Das moderne Pop/Rock-Stück orientiert sich nah am Zahn der Zeit und könnte ohne Probleme in jeglichen Radiostationen gespielt werden. Wenn ich diesen Song einordnen müsste, dann wäre das irgendwo zwischen "Radioactive" von den Imagine Dragons und "Are we all we are" von P!nk, denn beides sind edgy Songs, mit starkem Percussion-Anteil, von denen sich "Stones" nicht verstecken muss. Der Song wurde nach dem Sieg im nationalen Vorentscheid etwas modifiziert und der Attitude-Pegel wurde ordentlich nach oben geschraubt. Somit ist es der Schweiz als eines der wenigen Ländern gelungen, einen Song mit einem Revamp tatsächlich zu verbessern. 

Komponiert und getextet haben ZiBBZ den Song selber, mit der Unterstützung von Laurell Barker. Die Kanadierin gewann schon einige Awards in den USA und Kanada und entdeckte in den letzten Jahren die Liebe zum Eurovision Song Contest. Sie steuerte 2017 2 Songs dem Britischen Vorentscheid bei, 2018 folgten dann der Fan-Favorit im britischen Vorentscheid und sogar ins Melodifestivalen schaffte sie es mit Renaida und ihrem Song "All The Feels", welcher es bis ins Finale schaffte.
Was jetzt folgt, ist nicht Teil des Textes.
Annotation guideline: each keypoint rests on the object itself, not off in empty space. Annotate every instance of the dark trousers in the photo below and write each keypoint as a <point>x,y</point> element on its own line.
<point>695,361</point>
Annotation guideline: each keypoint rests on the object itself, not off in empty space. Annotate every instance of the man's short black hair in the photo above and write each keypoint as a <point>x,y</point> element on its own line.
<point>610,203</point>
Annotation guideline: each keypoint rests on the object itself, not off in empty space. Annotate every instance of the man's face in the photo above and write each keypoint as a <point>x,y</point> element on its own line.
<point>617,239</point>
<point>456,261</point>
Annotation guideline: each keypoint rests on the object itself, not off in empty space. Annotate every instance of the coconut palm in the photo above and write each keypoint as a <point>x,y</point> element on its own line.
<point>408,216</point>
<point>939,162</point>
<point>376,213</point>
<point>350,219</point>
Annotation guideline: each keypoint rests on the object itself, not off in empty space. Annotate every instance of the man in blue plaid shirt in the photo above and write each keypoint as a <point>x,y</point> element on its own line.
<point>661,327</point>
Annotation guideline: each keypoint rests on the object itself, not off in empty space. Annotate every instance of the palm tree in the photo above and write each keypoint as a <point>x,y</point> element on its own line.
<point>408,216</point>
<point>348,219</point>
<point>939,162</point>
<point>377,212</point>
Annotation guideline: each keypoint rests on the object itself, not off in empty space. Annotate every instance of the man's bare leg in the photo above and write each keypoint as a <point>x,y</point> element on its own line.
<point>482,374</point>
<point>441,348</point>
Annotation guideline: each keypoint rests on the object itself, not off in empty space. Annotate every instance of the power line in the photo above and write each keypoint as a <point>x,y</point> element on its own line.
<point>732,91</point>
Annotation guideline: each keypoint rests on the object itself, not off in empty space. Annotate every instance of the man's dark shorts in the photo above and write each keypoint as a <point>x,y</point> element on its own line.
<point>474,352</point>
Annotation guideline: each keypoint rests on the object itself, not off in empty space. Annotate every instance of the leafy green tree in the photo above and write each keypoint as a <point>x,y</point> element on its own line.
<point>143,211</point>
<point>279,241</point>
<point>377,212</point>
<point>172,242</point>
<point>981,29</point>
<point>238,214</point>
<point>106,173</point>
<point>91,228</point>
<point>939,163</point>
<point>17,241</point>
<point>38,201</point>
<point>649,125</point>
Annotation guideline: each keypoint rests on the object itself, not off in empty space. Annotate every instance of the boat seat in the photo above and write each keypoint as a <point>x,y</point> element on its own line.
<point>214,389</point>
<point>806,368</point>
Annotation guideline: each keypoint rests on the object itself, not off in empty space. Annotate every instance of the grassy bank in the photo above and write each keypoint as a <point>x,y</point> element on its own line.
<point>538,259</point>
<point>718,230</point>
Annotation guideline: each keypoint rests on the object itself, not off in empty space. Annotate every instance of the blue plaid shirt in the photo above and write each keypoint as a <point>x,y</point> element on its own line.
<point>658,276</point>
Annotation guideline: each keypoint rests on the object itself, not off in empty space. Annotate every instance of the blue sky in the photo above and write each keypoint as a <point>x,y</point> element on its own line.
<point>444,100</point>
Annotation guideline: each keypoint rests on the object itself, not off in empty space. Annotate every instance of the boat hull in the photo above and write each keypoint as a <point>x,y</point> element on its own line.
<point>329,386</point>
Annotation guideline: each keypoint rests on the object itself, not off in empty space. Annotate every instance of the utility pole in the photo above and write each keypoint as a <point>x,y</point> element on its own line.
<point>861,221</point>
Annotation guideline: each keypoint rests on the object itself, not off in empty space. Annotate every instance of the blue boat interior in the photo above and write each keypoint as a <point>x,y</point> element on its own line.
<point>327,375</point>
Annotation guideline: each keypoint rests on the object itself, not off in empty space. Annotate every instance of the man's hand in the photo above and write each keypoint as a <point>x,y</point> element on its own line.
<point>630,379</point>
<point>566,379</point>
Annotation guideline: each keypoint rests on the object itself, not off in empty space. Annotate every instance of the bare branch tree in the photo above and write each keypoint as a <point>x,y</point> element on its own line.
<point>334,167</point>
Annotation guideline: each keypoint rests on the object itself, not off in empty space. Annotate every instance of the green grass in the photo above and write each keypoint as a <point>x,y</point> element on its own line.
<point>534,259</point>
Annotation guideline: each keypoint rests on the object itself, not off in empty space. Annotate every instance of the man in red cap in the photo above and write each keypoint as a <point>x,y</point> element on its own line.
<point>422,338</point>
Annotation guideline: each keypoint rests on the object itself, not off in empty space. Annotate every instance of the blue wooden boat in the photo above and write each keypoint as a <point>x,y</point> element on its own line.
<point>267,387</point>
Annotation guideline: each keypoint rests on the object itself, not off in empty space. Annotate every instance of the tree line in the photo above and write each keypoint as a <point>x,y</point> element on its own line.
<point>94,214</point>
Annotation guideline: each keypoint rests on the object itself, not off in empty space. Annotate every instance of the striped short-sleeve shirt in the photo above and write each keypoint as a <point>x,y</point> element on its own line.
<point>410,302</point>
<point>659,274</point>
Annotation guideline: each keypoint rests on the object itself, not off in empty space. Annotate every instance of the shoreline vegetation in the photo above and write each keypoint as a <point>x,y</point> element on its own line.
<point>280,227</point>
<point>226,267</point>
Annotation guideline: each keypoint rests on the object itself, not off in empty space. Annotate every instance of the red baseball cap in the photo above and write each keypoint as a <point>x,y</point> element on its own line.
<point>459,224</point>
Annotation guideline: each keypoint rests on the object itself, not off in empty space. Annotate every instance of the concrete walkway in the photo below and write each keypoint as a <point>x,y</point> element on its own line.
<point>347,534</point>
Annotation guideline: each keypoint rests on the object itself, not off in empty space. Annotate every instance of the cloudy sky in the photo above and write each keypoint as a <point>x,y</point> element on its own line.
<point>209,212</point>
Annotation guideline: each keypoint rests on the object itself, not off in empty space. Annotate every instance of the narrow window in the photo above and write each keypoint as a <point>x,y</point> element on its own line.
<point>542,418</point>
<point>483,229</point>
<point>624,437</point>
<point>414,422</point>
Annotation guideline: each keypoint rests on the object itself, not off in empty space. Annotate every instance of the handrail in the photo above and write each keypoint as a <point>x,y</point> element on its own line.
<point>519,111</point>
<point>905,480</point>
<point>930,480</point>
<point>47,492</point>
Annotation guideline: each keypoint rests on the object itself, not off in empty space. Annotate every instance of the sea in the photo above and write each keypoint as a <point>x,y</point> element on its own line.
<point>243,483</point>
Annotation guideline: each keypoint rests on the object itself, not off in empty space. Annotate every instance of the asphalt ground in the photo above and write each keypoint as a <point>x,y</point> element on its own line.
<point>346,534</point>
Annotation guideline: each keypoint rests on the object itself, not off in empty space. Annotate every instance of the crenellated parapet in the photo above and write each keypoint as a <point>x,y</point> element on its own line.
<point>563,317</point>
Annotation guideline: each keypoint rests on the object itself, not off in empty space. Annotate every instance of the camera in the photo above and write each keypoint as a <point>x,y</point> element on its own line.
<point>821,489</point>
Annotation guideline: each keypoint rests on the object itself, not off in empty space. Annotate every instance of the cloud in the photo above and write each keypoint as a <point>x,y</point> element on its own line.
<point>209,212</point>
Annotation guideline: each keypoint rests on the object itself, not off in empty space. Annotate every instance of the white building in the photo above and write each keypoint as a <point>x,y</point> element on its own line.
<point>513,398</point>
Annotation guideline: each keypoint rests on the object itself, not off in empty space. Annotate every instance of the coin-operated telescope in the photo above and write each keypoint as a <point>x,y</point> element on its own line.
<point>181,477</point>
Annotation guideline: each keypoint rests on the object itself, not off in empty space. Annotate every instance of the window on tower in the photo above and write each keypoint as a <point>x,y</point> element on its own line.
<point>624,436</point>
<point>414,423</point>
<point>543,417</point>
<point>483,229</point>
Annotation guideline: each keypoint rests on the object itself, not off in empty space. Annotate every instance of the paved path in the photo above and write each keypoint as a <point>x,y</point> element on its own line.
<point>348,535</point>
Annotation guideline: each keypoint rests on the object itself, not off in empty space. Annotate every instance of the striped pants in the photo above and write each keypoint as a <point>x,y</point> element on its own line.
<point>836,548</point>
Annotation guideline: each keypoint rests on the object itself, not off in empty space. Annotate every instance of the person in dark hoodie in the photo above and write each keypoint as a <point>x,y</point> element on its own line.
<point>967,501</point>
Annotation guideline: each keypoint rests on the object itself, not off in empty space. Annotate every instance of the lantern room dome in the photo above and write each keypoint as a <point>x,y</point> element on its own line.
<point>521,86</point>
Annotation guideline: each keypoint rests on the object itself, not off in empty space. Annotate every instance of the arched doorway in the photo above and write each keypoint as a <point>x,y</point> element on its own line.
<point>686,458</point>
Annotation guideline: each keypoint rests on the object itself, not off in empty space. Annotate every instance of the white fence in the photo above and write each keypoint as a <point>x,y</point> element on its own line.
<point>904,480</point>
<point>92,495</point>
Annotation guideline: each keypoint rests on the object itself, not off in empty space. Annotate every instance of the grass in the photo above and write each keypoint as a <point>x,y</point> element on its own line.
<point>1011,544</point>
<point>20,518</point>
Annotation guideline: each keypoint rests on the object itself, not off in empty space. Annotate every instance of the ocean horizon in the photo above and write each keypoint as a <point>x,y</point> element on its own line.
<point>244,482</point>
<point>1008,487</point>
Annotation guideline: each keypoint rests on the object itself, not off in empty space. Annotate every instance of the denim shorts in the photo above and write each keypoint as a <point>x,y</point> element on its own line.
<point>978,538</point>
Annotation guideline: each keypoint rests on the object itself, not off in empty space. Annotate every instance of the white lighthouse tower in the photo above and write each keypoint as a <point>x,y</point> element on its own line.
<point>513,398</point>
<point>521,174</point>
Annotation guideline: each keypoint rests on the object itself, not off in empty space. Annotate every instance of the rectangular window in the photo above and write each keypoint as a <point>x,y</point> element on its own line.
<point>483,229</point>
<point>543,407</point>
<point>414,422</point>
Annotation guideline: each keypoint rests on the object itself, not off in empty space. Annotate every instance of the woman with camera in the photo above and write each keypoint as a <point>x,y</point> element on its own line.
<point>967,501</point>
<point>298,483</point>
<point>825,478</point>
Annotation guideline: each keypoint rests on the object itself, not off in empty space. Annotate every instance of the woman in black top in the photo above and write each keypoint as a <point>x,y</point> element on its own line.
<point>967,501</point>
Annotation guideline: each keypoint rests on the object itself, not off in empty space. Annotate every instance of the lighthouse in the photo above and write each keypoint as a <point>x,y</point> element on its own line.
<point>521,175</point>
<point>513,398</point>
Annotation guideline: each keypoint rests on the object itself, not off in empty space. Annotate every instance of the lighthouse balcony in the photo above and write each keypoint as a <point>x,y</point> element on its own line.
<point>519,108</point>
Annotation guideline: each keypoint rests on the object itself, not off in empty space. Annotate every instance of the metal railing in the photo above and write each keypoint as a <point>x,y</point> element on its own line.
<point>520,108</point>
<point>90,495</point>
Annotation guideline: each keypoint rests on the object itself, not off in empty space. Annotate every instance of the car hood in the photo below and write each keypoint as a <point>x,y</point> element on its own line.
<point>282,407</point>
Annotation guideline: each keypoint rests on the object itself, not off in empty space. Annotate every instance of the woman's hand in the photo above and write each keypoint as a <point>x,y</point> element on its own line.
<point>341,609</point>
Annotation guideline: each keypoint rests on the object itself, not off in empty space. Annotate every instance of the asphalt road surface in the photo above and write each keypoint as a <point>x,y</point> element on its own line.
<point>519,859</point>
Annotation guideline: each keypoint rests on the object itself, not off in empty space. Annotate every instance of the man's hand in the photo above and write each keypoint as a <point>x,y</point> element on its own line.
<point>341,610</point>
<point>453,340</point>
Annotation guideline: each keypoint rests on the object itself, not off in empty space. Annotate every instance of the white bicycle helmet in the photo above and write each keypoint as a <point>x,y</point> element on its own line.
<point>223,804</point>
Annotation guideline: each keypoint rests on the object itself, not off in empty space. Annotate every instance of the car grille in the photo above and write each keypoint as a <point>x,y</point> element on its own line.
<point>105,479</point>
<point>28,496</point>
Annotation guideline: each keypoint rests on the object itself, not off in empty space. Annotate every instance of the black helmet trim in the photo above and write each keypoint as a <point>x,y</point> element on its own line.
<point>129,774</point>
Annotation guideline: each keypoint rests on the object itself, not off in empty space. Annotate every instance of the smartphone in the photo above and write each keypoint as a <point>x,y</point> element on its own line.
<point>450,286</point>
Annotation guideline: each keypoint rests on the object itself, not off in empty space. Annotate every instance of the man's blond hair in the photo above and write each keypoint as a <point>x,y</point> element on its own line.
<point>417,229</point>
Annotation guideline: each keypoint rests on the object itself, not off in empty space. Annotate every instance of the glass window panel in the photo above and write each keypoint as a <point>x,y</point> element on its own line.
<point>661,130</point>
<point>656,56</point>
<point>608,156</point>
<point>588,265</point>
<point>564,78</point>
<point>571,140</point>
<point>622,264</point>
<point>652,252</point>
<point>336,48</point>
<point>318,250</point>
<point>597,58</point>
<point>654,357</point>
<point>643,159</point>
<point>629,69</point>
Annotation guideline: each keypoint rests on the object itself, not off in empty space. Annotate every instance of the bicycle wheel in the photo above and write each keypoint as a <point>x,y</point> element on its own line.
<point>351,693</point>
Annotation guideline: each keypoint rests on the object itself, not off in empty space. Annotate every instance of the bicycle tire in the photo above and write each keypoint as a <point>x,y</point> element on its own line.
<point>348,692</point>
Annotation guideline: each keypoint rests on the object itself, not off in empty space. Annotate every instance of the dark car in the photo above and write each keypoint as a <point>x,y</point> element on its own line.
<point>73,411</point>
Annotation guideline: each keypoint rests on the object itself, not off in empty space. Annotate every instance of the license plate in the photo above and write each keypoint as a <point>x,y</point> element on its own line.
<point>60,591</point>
Ein anderes Werk der Co-Autorin, das es sogar bis ins Finale des Melodifestivalens schaffte.

Der Text:

ZiBBZ beschreiben die Message des Songs als Hymne gegen Mobbing. Sei es in der Schule, auf der Arbeit, im Internet oder in Form von mangelnden Selbstbewusstseins. "Mobbing hindert uns daran, unser wahres Ich zu zeigen, unser Leben in vollen Zügen zu leben und zu träumen", so ZiBBZ. Dabei rufen sie auch auf eben nicht in dieses steinzeitliche Verhaltensmuster zurück zu fallen und andere Menschen mit Steinen zu bewerfen oder ihnen in den Weg zu legen. Auch sind sie überzeugt davon, dass sie mit dieser Meinung nicht alleine da stehen. Die Selbstsucht der Menschen wird ebenfalls thematisiert, da Menschen oft nur an ihren eigenen Vorteil denken. 

Hier einige Auszüge:

Wir sind so ängstlich, wir feuern sie ab
Was ist ein Leben schon wert?
Wir sind so ängstlich, wir wiederholen den Fehler,
Nur um Erster zu sein.

...

Jede Belehrung der Vergangenheit haben wir verloren

Es tut mir leid, dass ich nicht zurück versetzt werden möchte

Nein, Ich werde keine Steine werfen

Oh, weil ich weiß, dass ich nicht alleine da stehe.

...

Sie meinen anders zu denken sei der Feind

Es ist schon seit Jahrzehnten so

und ich kann nichts dagegen tun.

Die Botschaft, in allen von Cybermobbing-Zeiten, in denen man anonym erheblichen Schaden anrichten kann, ist sehr wichtig und sehr gut verpackt. Die Lyrics sind nicht zu platt oder schwach, sondern qualitativ hochwertig, was allerdings den Zugang zur Message natürlich erschwert. Nichtsdestotrotz wurde hier sowohl ein wichtiges Thema angesprochen, als eben dieses auch gut verpackt und in dieser Kategorie nimmt die Schweiz meiner Meinung nach einen der führenden Plätze in diesem Jahr ein.


Das Gesamtpaket: 


Quelle: https://youtu.be/jXOlPGnkZFY?t=2m24s

Da ZiBBZ ja im Vorentscheid antreten mussten, konnte man schon einen ersten Entwurf für das Staging betrachten. Dieses war simpel, jedoch recht effektiv. Das Geschwisterpaar stand bzw. saß jeweils in einem Dreieck, Stee´s blau, Co´s rot und auf dem Kopf. Zu Beginn steht Co noch an einem Mikrofonständer, von dem sie sich allerdings recht schnell verabschiedet und anschließend vorne ordentlich Bewegung macht. Zur Bridge haut sie sogar auf eine Trommel. Auch die LED-Wand wurde benutzt, die ja beim ESC weg fällt. außer man bringt seine eigene mit. Deren Bilder waren jedoch sehr willkürlich ausgewählt. So gab es zu Beginn Aufnahmen aus einem Wald, welcher dann im Refrain zu (was wohl?) fliegenden Steinen wurde. Auch einige Autobahnkreuze und Kamerafahrten über Straßenblocks waren zu sehen. Das einzig wirklich Relevante für den ESC war der Effekt, als fliegende Steine als Bildeinblendung über die Bühne in Richtung Zuschauer flog. Co´s Outfit war sehr dunkel gehalten, schwarze Lederhose, schwarzes Top mit Schulterpelz und ein schwarzer Hut. Dadurch kamen natürlich ihre blonden Haare richtig zu Geltung, sowie ihr rotes Fetzen-Accessoire an ihrem Oberkörper. Allerdings ging sie in den Kameraeinstellungen der ganzen Bühne etwas verloren, da der Hintergrund auch oft schwarz war.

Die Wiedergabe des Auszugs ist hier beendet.